Sarus rispose al telefono. Aspettava trepidante la telefonata di Alvita.
“Pronto?”
“Sarus?”
“Sì, chi parla?”
“Cameron.”
“Oh. Che c’è?” Sarus era sorpreso e insospettito. Cameron non lo aveva in simpatia. La voce all’altro capo del telefono mormorò: “Il gioco è finito.”


“Mamma… che mi è successo?” domandò Wish, mentre prendevano il té nel soggiorno.
“Finalmente ti sei rimessa, mia piccola.” Serenity posò la tazza sul piattino, sul tavolo del salone. “Io credo che la tua matrigna sta cercando di riaverti. Tuo padre, lo conosco, non farebbe mai una cosa del genere. È la persona più mansueta che conosco. Alvita, lei sì, lo farebbe.” La figlia tacque, pensierosa.
“Come avrebbe fatto?”
“Vedi, cara, Alvita come altre persone come lei, è in grado di influire sugli eventi e sulle persone. Conosce l’antica arte.”
“Io credevo fosse una leggenda.”
“Tutte le leggende contengono un fondo di verità.”

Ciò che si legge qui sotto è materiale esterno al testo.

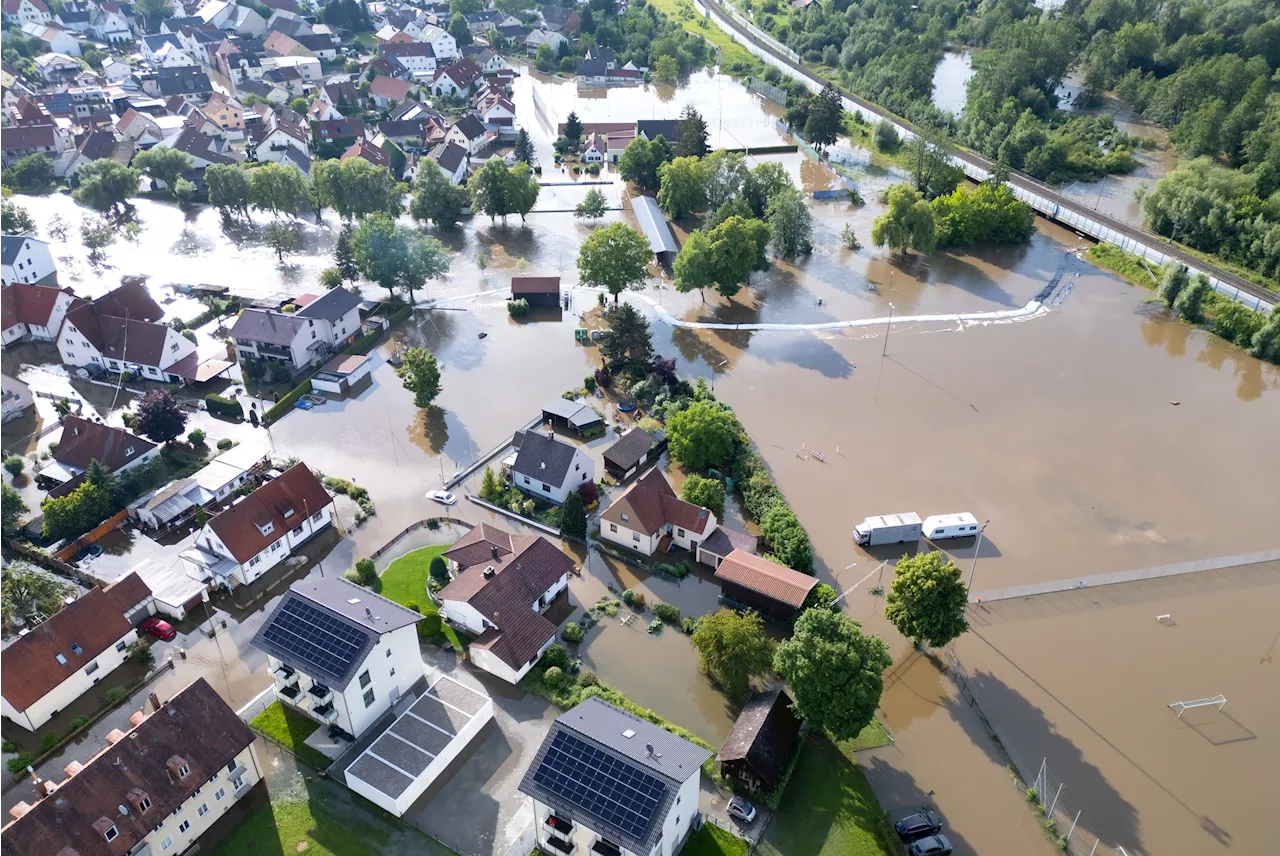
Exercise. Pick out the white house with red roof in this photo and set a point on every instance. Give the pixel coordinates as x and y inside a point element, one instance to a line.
<point>260,531</point>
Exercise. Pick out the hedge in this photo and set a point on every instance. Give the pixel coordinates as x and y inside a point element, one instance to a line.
<point>227,407</point>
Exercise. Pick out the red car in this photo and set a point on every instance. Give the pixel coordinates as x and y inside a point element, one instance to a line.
<point>160,628</point>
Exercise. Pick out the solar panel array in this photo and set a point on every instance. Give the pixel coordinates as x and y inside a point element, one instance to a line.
<point>599,783</point>
<point>316,637</point>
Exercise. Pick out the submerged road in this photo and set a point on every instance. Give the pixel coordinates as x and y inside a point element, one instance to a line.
<point>1045,198</point>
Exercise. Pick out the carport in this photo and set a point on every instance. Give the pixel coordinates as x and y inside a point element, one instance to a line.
<point>410,755</point>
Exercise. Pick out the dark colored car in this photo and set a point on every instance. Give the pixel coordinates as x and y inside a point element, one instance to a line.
<point>931,846</point>
<point>159,627</point>
<point>923,823</point>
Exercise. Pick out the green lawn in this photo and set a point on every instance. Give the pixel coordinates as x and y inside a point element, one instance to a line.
<point>713,841</point>
<point>405,582</point>
<point>828,809</point>
<point>289,728</point>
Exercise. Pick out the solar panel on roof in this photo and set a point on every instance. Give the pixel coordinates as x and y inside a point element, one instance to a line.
<point>602,784</point>
<point>315,637</point>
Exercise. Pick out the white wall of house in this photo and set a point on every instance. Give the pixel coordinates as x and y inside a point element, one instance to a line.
<point>72,687</point>
<point>193,818</point>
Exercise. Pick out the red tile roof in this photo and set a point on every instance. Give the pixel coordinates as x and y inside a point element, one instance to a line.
<point>768,578</point>
<point>283,503</point>
<point>30,668</point>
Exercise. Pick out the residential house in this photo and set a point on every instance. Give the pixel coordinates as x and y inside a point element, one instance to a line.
<point>62,659</point>
<point>256,534</point>
<point>155,788</point>
<point>31,312</point>
<point>385,91</point>
<point>24,260</point>
<point>644,784</point>
<point>648,517</point>
<point>16,399</point>
<point>83,442</point>
<point>762,741</point>
<point>538,37</point>
<point>470,133</point>
<point>452,159</point>
<point>768,587</point>
<point>562,19</point>
<point>502,585</point>
<point>548,467</point>
<point>456,79</point>
<point>26,12</point>
<point>56,40</point>
<point>341,654</point>
<point>90,337</point>
<point>631,452</point>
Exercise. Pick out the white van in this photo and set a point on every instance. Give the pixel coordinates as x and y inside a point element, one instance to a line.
<point>942,526</point>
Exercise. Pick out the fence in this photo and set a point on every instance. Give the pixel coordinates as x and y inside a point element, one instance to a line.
<point>1046,800</point>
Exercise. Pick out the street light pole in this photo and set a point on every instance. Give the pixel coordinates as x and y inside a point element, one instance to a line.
<point>976,550</point>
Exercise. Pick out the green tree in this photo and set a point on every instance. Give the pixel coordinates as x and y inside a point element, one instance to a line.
<point>593,205</point>
<point>160,417</point>
<point>1191,301</point>
<point>708,493</point>
<point>666,69</point>
<point>615,257</point>
<point>641,160</point>
<point>691,136</point>
<point>163,165</point>
<point>906,224</point>
<point>105,184</point>
<point>629,338</point>
<point>574,516</point>
<point>280,238</point>
<point>343,256</point>
<point>732,648</point>
<point>396,256</point>
<point>1173,279</point>
<point>228,188</point>
<point>682,187</point>
<point>703,435</point>
<point>524,150</point>
<point>927,599</point>
<point>437,200</point>
<point>420,375</point>
<point>835,671</point>
<point>790,224</point>
<point>278,188</point>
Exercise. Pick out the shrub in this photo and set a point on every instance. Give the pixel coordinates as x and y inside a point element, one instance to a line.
<point>228,407</point>
<point>667,613</point>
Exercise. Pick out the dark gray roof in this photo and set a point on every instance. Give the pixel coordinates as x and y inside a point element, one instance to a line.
<point>604,727</point>
<point>543,458</point>
<point>630,448</point>
<point>332,305</point>
<point>270,328</point>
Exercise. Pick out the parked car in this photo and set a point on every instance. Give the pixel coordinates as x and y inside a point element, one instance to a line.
<point>159,627</point>
<point>741,809</point>
<point>931,846</point>
<point>923,823</point>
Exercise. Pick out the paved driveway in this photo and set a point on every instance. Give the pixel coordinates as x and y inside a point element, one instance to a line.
<point>475,806</point>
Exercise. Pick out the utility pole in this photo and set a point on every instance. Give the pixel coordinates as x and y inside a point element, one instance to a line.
<point>976,550</point>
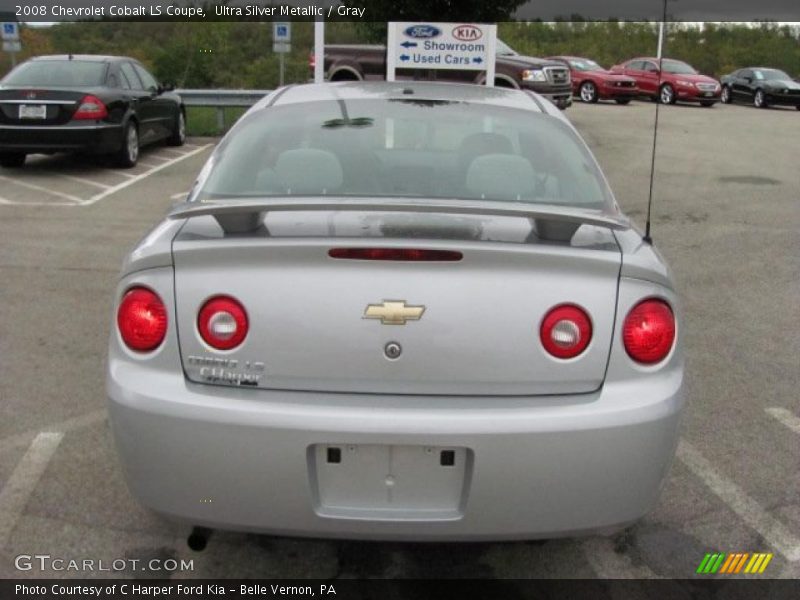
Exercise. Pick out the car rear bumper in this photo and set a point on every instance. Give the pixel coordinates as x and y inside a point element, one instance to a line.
<point>693,95</point>
<point>615,93</point>
<point>783,100</point>
<point>539,467</point>
<point>98,138</point>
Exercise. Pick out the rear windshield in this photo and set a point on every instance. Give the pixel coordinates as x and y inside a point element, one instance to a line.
<point>678,68</point>
<point>770,74</point>
<point>405,148</point>
<point>582,64</point>
<point>58,73</point>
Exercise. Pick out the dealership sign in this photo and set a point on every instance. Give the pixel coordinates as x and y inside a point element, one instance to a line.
<point>461,46</point>
<point>10,32</point>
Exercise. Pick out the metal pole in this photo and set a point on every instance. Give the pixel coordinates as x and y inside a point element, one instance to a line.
<point>491,51</point>
<point>391,44</point>
<point>319,51</point>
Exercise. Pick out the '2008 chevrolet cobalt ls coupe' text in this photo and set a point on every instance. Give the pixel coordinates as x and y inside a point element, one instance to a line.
<point>397,311</point>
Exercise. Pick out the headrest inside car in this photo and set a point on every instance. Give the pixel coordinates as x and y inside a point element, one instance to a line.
<point>308,171</point>
<point>501,177</point>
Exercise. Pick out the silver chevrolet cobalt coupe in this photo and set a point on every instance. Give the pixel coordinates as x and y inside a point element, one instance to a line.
<point>397,311</point>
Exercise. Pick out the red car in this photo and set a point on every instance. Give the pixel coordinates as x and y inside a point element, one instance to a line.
<point>591,82</point>
<point>676,81</point>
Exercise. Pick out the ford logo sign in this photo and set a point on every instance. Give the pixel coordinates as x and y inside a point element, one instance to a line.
<point>422,31</point>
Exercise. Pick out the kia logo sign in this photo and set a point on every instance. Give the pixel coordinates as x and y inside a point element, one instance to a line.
<point>422,31</point>
<point>467,33</point>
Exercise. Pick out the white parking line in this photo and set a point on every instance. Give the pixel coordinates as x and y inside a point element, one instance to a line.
<point>136,178</point>
<point>777,535</point>
<point>86,181</point>
<point>609,564</point>
<point>23,481</point>
<point>39,188</point>
<point>786,417</point>
<point>25,437</point>
<point>172,151</point>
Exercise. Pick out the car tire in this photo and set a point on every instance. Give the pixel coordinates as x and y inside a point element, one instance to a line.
<point>588,92</point>
<point>128,153</point>
<point>12,160</point>
<point>760,99</point>
<point>178,137</point>
<point>666,95</point>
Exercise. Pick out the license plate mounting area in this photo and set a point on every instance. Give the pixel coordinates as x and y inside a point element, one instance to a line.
<point>389,482</point>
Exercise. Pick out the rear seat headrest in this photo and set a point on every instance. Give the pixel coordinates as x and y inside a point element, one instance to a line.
<point>308,171</point>
<point>501,177</point>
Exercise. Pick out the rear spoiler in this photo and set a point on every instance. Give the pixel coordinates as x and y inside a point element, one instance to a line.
<point>551,221</point>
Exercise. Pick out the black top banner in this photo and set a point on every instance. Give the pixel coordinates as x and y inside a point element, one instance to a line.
<point>396,10</point>
<point>359,589</point>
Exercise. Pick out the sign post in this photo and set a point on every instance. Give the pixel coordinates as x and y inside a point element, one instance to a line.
<point>11,43</point>
<point>281,44</point>
<point>455,46</point>
<point>319,51</point>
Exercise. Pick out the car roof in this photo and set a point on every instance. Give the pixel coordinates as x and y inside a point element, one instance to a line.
<point>82,57</point>
<point>408,90</point>
<point>655,59</point>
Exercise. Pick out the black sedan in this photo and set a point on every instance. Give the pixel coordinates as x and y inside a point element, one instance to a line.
<point>81,103</point>
<point>763,87</point>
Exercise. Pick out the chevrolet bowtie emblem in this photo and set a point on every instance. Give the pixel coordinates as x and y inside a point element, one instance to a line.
<point>394,312</point>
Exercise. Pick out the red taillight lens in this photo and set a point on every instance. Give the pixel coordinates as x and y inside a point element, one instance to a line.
<point>408,254</point>
<point>222,323</point>
<point>142,319</point>
<point>649,331</point>
<point>566,331</point>
<point>91,107</point>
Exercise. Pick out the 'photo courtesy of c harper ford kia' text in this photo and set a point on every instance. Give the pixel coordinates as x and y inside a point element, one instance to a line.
<point>399,299</point>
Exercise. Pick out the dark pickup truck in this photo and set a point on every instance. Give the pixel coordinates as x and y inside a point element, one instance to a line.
<point>548,78</point>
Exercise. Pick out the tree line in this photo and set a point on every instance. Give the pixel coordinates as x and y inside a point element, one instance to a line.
<point>239,54</point>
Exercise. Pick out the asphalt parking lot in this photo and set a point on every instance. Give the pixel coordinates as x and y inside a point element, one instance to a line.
<point>726,216</point>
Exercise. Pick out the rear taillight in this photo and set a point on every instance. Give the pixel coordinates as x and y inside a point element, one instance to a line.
<point>142,319</point>
<point>566,331</point>
<point>222,323</point>
<point>407,254</point>
<point>91,107</point>
<point>649,331</point>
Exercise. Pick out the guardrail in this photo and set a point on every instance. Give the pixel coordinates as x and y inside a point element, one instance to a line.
<point>220,99</point>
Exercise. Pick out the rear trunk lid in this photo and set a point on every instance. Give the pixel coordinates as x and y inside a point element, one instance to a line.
<point>478,334</point>
<point>33,106</point>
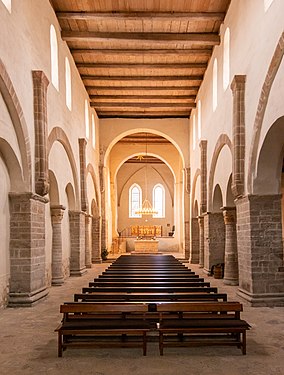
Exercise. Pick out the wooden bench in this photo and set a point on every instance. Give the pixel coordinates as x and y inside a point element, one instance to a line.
<point>149,297</point>
<point>199,323</point>
<point>151,284</point>
<point>133,289</point>
<point>97,325</point>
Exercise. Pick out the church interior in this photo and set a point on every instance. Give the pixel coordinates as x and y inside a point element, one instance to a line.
<point>151,127</point>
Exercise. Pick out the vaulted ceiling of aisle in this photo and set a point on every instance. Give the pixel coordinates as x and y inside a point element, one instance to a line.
<point>141,58</point>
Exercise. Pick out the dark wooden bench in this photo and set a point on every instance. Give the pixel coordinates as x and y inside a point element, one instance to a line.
<point>149,297</point>
<point>133,289</point>
<point>207,323</point>
<point>151,284</point>
<point>102,324</point>
<point>190,275</point>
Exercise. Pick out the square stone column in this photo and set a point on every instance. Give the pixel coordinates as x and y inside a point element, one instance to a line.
<point>77,239</point>
<point>214,240</point>
<point>194,238</point>
<point>260,250</point>
<point>27,249</point>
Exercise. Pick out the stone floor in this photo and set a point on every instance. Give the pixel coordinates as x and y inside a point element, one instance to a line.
<point>29,343</point>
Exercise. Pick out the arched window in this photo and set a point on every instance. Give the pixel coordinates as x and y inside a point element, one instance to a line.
<point>68,84</point>
<point>135,200</point>
<point>226,59</point>
<point>193,132</point>
<point>54,57</point>
<point>159,200</point>
<point>8,5</point>
<point>87,124</point>
<point>199,118</point>
<point>93,131</point>
<point>267,4</point>
<point>215,85</point>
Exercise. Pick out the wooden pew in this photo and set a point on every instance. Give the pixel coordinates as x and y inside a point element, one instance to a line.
<point>149,297</point>
<point>92,324</point>
<point>151,290</point>
<point>151,284</point>
<point>211,323</point>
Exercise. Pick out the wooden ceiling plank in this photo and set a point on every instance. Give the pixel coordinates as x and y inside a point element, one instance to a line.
<point>142,66</point>
<point>141,105</point>
<point>142,96</point>
<point>200,38</point>
<point>137,52</point>
<point>141,88</point>
<point>142,16</point>
<point>142,78</point>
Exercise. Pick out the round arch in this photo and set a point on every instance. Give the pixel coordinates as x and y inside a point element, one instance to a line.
<point>269,165</point>
<point>90,169</point>
<point>58,134</point>
<point>196,175</point>
<point>222,141</point>
<point>261,109</point>
<point>13,166</point>
<point>12,102</point>
<point>140,130</point>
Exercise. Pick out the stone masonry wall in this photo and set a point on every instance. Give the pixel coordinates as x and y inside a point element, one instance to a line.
<point>260,248</point>
<point>27,249</point>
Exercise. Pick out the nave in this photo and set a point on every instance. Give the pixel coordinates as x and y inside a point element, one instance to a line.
<point>35,342</point>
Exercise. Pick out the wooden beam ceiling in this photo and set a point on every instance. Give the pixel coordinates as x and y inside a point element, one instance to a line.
<point>143,59</point>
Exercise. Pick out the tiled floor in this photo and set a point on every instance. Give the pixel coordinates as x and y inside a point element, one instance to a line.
<point>29,343</point>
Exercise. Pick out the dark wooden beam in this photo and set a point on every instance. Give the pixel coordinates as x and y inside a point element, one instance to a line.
<point>142,105</point>
<point>89,36</point>
<point>142,88</point>
<point>142,16</point>
<point>141,78</point>
<point>142,66</point>
<point>166,97</point>
<point>137,52</point>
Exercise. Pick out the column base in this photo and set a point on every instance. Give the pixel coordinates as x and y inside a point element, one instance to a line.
<point>97,260</point>
<point>232,282</point>
<point>207,271</point>
<point>27,299</point>
<point>262,299</point>
<point>57,281</point>
<point>80,272</point>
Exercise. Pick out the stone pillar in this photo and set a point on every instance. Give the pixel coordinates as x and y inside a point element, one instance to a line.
<point>88,255</point>
<point>77,243</point>
<point>194,251</point>
<point>96,240</point>
<point>260,250</point>
<point>238,90</point>
<point>186,213</point>
<point>231,272</point>
<point>57,277</point>
<point>40,83</point>
<point>83,174</point>
<point>27,249</point>
<point>201,241</point>
<point>103,203</point>
<point>203,176</point>
<point>214,240</point>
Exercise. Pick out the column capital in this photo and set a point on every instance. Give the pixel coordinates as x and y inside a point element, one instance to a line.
<point>57,212</point>
<point>238,82</point>
<point>229,214</point>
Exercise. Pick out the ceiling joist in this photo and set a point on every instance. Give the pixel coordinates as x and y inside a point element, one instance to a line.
<point>165,97</point>
<point>110,37</point>
<point>141,66</point>
<point>142,16</point>
<point>141,78</point>
<point>138,52</point>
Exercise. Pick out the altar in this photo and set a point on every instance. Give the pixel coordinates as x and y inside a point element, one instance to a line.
<point>146,246</point>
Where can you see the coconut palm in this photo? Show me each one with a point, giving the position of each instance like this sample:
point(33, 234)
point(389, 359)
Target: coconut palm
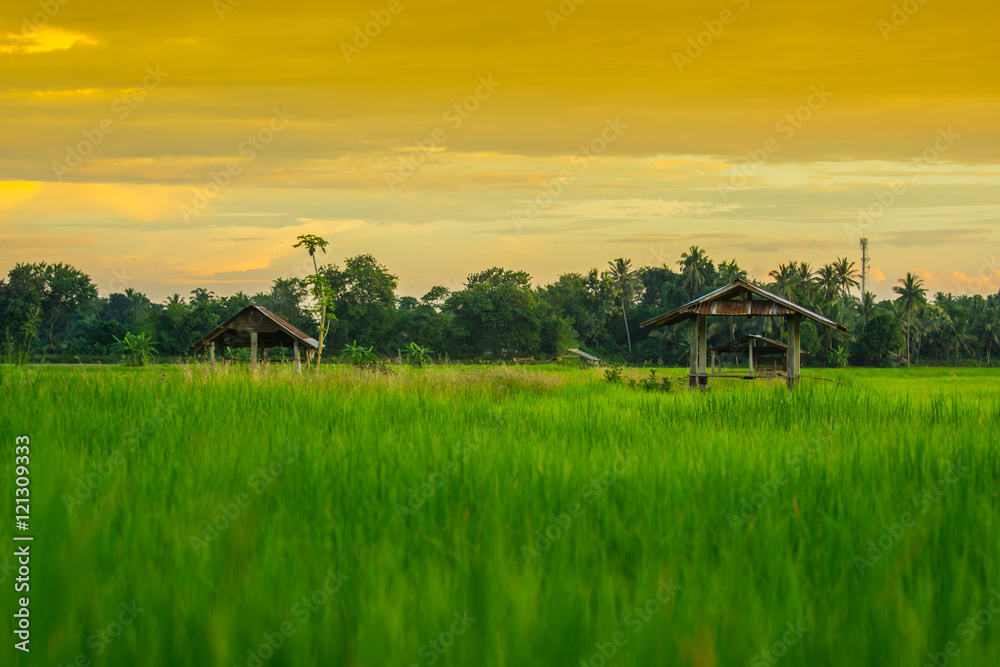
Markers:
point(730, 271)
point(626, 284)
point(694, 265)
point(912, 293)
point(784, 279)
point(805, 282)
point(990, 320)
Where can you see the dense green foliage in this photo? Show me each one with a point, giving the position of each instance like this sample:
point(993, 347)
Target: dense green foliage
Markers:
point(547, 505)
point(498, 314)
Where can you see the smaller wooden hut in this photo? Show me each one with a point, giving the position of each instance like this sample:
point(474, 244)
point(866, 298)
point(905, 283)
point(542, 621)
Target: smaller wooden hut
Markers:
point(572, 354)
point(257, 328)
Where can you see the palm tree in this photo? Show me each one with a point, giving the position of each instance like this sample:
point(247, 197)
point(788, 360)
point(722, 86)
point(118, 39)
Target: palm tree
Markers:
point(201, 295)
point(693, 265)
point(991, 327)
point(730, 271)
point(312, 243)
point(804, 282)
point(961, 337)
point(912, 293)
point(784, 279)
point(626, 283)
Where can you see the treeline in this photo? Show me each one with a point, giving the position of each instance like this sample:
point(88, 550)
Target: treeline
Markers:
point(53, 311)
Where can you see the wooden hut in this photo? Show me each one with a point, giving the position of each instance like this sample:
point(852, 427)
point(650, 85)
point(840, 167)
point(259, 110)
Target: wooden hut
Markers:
point(574, 354)
point(740, 299)
point(258, 328)
point(764, 355)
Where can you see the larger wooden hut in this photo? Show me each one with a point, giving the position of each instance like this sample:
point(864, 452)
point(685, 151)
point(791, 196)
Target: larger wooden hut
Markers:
point(740, 299)
point(257, 328)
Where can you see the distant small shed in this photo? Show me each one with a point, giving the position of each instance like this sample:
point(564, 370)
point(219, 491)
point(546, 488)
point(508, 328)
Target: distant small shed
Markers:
point(256, 327)
point(573, 353)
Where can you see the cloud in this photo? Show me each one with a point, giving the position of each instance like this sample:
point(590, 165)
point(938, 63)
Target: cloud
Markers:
point(43, 40)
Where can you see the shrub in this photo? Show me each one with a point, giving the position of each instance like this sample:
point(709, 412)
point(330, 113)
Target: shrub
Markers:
point(135, 350)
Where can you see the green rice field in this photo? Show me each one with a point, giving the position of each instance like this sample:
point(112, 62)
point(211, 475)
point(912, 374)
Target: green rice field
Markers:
point(502, 516)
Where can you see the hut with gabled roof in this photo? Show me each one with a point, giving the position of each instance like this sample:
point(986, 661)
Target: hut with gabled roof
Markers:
point(257, 328)
point(740, 299)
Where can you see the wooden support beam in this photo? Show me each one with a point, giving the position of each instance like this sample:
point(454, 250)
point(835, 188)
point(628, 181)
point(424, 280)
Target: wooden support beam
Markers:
point(793, 366)
point(694, 353)
point(703, 348)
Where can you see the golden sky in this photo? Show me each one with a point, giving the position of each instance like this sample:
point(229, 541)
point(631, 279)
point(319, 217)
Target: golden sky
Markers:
point(455, 136)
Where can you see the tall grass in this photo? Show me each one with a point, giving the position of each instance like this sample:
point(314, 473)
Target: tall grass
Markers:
point(633, 488)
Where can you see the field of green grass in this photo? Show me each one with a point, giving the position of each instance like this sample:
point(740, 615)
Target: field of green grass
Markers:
point(503, 516)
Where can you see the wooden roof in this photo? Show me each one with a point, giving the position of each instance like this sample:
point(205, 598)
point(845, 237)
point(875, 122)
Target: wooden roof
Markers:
point(739, 299)
point(272, 330)
point(762, 346)
point(573, 351)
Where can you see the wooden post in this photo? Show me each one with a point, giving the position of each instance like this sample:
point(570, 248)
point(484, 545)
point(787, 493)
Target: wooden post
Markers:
point(792, 357)
point(693, 381)
point(703, 349)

Wish sedeva sul suo letto a gambe incrociate e leggeva un libro. L’ora era tarda e tutti gli altri si erano coricati. Un fruscio di tende attirò l’attenzione della giovane. Il tessuto si mosse come increspato dalla brezza. Udì poi un suono di campanelle. Accanto al letto comparve una donna vestita di una lunga veste bianca, se pareva risplendere di luce come la luna. Alle sue spalle spuntavano due grandi ali di cigno. Wish rimase a bocca aperta, il respiro sospeso.
“Buongiorno, fanciulla dei desideri.” Di fronte a lei, la ragazza provò un impeto di profonda riverenza, come di fronte a una dea.
“Chi sei, mia Signora?”
“Sono l’Angelo che veglia su di te dalla nascita. Hai molte domande cui vorresti trovare risposta. Percorreremo questa strada insieme.” La donna tese la mano destra verso Wish, porgendole un ciondolo a forma di campanella, infilato in una catenella d’argento. “Ascolta il tuo cuore, e tramite questo talismano t’indicherà la via.”


Il mattino seguente, mentre facevano colazione, la radio diede la notizia della morte di una donna e un giovane uomo della città di Shadowcast. La donna si chiamava Alvita e le era stata mozzata la testa. L’altra vittima, Sarus, era stato impalato nel suo appartamento. Non c’erano indizi a carico del colpevole e le forze dell’ordine brancolavano nel buio. Sembrava il delitto di un fantasma.
“Vuoi andare al funerale?” domandò Serenity.
“No.” rispose Wish, con un pizzico di amarezza nella voce. “Non appartengo più a quel mondo.”


La sera stessa era in programma una grigliata nella tenuta. Gli invitati chiacchieravano lieti e i bambini giocavano gioiosi con i cani. Prince e Wish passeggiavano l’una accanto all’altro poco più in là.
“Ricordo la prima volta che ci siamo parlati.” disse lui.
“Era una sera come questa.” confermò lei.
“Sì. Mi sei piaciuta subito. Il tuo modo di fare, la tua squisita timidezza…” Il giovane sorrise.
“Anche tu mi sei piaciuto subito. Hai un’aria nobile.”
I due innamorati si sedettero su una panchina ai piedi di un grande salice, poco lontani dal rumore degli ospiti.
“Poi ho iniziato ad amarti, più ti conoscevo. E, quando sei stata preda della febbre, ho capito che non potrei vivere senza di te.” Gli occhi di Wish si fecero lucidi. “Wishyn Romance, vorrei passare il resto della mia vita con te. Solo con te.” La giovane tremò dall’emozione.
“Prince Lovejoy, pure io vorrei passare la mia vita solo con te!” esclamò e si abbracciarono. Contemplarono reciprocamente gli sguardi l’uno dell’altra e le labbra si sfiorarono in un lungo, dolcissimo bacio.